Plus aucun doute ne peut et ne doit perdurer : la méthadone a certainement fait ses preuves en ce qu’il s’agissait de faire régresser l’épidémie menaçante du sida. Mais désormais, « c’est vers un traitement qui met le toxicomane, et donc l’humain, en pôle position, que nous nous dirigeons, d’où les alternatives que sont le Suboxone et le Naltrexone, qui ont été préconisés ». C’est ce qui ressort d’une rencontre avec la presse tenue ce matin au siège du ministère de la Santé en présence du Pr Gary Hulse, de l’Université de Weston, en Australie. L’homme, en vacances à Maurice, « a souhaité partager son savoir car ayant été consultant en addictologie et ayant travaillé sur le programme de la méthadone en Australie ».
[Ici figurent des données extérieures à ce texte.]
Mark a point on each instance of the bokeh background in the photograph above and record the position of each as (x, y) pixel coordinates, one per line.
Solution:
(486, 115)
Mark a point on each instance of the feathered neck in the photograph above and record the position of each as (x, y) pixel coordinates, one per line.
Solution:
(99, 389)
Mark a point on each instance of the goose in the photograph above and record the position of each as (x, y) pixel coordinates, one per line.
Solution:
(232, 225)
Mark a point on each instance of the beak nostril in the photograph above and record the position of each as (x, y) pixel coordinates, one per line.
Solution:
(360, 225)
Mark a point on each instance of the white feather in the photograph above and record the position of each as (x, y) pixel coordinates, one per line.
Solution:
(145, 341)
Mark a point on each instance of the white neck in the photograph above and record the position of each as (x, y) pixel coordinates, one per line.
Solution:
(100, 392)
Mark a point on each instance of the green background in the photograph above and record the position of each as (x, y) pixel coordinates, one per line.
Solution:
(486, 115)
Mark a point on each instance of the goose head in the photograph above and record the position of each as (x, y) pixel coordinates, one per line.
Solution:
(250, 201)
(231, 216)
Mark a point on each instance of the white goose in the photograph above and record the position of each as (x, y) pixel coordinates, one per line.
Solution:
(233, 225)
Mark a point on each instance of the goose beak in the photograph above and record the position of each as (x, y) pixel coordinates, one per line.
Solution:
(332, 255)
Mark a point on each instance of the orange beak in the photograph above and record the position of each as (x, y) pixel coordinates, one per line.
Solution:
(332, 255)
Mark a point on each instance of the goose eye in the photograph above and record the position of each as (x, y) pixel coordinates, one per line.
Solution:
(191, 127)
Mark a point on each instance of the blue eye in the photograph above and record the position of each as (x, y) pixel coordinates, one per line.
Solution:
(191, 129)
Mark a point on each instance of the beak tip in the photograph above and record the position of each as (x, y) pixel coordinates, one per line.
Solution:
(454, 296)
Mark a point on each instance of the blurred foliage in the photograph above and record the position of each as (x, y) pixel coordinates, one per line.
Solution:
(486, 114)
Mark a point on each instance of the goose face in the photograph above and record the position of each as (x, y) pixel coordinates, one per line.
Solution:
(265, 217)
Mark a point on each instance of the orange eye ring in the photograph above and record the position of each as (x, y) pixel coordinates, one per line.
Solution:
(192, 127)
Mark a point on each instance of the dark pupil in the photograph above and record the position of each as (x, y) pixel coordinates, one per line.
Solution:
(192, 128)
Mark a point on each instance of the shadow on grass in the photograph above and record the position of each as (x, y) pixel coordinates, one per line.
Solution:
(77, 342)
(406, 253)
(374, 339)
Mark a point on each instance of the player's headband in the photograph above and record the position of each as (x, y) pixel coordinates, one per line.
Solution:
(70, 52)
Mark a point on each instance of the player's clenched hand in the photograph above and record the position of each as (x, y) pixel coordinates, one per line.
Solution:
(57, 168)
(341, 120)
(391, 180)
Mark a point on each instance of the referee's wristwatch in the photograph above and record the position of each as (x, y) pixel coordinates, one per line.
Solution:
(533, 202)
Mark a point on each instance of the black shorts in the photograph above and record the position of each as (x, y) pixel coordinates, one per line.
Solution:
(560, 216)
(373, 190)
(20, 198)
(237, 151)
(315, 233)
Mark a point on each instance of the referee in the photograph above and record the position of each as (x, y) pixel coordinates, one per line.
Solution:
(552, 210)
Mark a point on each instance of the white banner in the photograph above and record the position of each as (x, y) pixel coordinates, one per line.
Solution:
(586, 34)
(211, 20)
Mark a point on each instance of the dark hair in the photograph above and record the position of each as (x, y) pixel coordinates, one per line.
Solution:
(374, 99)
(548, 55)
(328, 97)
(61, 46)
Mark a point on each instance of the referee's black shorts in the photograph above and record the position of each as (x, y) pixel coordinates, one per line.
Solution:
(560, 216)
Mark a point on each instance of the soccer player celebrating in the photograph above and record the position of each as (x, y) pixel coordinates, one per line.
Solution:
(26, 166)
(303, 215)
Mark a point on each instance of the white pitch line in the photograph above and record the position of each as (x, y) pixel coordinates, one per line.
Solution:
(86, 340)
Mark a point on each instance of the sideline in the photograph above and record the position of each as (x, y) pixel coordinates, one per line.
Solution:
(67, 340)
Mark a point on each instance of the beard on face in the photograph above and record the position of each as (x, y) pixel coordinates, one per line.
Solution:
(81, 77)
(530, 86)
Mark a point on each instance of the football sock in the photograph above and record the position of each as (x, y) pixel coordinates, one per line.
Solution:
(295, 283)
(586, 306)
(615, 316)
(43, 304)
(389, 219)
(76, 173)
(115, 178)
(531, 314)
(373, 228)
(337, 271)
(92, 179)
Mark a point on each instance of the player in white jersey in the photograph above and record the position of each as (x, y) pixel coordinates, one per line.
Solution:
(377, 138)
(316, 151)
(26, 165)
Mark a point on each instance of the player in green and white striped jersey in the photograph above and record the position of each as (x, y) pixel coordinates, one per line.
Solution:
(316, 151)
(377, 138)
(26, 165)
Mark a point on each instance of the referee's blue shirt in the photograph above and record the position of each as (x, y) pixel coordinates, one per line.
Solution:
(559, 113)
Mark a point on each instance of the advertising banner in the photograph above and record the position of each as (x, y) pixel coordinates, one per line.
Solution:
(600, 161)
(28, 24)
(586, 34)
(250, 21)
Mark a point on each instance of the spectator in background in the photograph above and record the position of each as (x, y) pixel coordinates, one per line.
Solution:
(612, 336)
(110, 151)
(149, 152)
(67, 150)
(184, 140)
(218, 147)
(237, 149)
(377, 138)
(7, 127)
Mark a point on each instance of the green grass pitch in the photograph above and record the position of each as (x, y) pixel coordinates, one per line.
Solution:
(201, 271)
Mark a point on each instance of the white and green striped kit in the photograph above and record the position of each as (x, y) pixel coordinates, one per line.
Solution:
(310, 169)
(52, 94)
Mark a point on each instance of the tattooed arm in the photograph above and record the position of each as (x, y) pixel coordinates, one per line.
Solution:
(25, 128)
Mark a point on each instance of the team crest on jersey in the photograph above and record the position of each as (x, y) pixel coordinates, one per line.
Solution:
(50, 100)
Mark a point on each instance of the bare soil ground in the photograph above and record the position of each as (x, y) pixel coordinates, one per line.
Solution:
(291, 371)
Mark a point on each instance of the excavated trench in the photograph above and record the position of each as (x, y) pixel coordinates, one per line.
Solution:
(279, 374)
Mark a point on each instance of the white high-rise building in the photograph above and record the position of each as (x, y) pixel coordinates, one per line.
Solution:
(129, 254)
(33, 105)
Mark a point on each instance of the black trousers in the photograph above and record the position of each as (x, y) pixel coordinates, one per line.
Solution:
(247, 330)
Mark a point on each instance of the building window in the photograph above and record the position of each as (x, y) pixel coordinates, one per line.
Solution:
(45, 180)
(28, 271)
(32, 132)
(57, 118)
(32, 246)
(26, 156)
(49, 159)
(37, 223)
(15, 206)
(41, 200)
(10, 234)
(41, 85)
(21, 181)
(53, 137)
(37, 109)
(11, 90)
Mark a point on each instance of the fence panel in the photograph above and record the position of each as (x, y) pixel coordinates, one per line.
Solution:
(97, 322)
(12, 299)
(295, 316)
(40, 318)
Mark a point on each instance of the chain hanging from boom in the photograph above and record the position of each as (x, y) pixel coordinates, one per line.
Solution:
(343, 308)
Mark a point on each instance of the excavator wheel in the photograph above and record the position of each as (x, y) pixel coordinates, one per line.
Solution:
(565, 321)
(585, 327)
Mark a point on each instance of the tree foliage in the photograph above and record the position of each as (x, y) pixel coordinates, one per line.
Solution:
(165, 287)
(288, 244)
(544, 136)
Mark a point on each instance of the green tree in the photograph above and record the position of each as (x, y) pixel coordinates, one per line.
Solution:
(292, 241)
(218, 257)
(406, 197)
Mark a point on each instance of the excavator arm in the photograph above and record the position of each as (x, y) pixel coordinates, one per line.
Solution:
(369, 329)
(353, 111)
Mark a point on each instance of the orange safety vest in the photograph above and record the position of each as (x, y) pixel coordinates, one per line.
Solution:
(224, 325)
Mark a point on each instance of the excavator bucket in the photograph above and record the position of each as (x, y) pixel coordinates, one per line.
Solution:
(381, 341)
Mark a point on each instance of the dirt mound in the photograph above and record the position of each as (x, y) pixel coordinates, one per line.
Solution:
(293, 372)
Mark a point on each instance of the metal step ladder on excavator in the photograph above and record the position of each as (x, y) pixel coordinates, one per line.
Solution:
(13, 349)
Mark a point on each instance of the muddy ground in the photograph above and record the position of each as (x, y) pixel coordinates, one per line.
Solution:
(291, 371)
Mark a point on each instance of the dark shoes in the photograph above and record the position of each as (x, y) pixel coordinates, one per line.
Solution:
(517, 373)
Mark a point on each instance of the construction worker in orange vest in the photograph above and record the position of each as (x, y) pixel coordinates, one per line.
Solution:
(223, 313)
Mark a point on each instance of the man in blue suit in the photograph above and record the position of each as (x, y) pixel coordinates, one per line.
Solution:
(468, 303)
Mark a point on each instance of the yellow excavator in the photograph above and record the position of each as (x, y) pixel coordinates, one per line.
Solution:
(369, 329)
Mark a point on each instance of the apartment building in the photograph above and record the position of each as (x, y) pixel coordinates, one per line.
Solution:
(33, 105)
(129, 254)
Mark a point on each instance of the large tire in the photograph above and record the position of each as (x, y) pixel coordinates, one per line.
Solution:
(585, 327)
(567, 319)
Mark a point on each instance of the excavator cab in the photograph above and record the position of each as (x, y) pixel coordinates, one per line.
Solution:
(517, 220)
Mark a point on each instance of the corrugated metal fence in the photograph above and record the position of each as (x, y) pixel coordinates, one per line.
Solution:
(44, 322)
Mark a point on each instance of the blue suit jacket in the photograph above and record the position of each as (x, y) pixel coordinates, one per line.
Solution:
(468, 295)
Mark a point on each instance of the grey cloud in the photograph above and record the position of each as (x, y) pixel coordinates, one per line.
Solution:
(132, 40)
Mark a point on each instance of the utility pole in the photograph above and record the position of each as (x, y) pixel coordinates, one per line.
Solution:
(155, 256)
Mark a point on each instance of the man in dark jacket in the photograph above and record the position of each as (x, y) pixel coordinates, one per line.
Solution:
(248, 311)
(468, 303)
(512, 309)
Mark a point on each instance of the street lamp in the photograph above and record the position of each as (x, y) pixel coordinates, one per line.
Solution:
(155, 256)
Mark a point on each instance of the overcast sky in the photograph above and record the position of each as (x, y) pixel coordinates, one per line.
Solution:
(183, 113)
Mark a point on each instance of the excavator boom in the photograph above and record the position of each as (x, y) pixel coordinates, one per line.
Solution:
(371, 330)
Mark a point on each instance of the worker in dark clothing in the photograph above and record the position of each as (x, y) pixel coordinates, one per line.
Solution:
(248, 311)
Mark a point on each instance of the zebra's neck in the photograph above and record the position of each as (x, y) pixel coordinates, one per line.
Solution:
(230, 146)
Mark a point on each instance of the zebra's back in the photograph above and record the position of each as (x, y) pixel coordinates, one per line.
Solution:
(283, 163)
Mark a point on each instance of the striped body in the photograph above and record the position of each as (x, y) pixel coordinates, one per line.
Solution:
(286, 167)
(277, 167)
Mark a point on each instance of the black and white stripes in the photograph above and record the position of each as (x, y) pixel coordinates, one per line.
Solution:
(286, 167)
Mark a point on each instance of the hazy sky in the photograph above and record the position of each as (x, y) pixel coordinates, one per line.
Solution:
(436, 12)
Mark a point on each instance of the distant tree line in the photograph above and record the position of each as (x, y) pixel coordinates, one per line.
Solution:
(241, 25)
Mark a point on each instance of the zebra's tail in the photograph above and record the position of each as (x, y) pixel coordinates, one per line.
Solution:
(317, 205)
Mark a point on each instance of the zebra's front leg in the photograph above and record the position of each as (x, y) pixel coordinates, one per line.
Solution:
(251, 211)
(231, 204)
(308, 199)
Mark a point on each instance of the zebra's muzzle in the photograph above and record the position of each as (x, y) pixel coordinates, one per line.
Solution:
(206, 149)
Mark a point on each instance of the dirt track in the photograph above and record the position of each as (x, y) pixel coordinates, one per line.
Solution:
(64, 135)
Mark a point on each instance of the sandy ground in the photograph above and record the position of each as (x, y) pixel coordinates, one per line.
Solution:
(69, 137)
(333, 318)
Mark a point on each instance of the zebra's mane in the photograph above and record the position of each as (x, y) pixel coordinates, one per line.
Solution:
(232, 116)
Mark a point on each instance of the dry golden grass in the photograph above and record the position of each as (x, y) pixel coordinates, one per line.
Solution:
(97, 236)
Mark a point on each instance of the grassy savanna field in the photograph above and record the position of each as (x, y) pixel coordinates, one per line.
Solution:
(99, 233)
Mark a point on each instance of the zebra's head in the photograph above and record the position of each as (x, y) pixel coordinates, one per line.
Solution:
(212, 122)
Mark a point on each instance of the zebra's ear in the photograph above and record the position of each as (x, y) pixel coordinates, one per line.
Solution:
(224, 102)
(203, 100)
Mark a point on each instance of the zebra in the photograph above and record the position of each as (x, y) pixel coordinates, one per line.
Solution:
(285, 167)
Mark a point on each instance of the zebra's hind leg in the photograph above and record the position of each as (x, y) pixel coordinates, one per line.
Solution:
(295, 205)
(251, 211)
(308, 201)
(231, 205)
Dans son intervention sur le traitement à la méthadone, et les vertus du Naltrexone, par voie orale, le Pr Hulse a laissé comprendre que « la méthadone provoque des complications cardiaques chez les patients et amène l’élasticité des artères ». Propos soutenus par Anil Gayan en réponse à une question de la presse quant à savoir si la méthadone serait envisagée comme option avec les autres traitements préconisés s’agissant de ces patients à qui ne conviendrait ni le Suboxone, ni le Naltrexone. « Le Pr Hulse vient de le dire : la méthadone est un désastre pour le patient ! Nous n’allons donc définitivement pas le considérer comme traitement. » Abondant dans le même sens, le Dr Domun, attaché au ministère, devait préciser : « Durant le “screening” qui a lieu en ce moment, ce seront aux médecins de “channel” les patients vers les traitements. Mais pour ces éventuels patients à qui ni le Suboxone, ni le Naltrexone ne conviendraient, nous préconisons d’autres alternatives. Mais définitivement pas la méthadone. » Ce même médecin devait ajouter : « Je rappelle que le gouvernement avait opté pour la méthadone il y a une dizaine d’années parce que cela convenait, à ce moment, pour faire régresser l’épidémie menaçante de sida. Sur ce plan, la méthadone a définitivement réussi ce pari : le sida a reculé. Maintenant, il s’agit d’offrir aux toxicomanes mauriciens des traitements qui les aideront à réintégrer la société et reprendre une vie active. » Dans cette mesure, a complété Anil Gayan, « nous ne voulons pas offrir une médication qui serait, comme la méthadone, un substitut à une drogue… » Attirant son attention sur le fait que supprimer un traitement et en imposer d’autres à des patients n’est pas en ligne avec le respect des droits humains, ni le ministre ni ses techniciens n’ont souhaité faire de commentaires.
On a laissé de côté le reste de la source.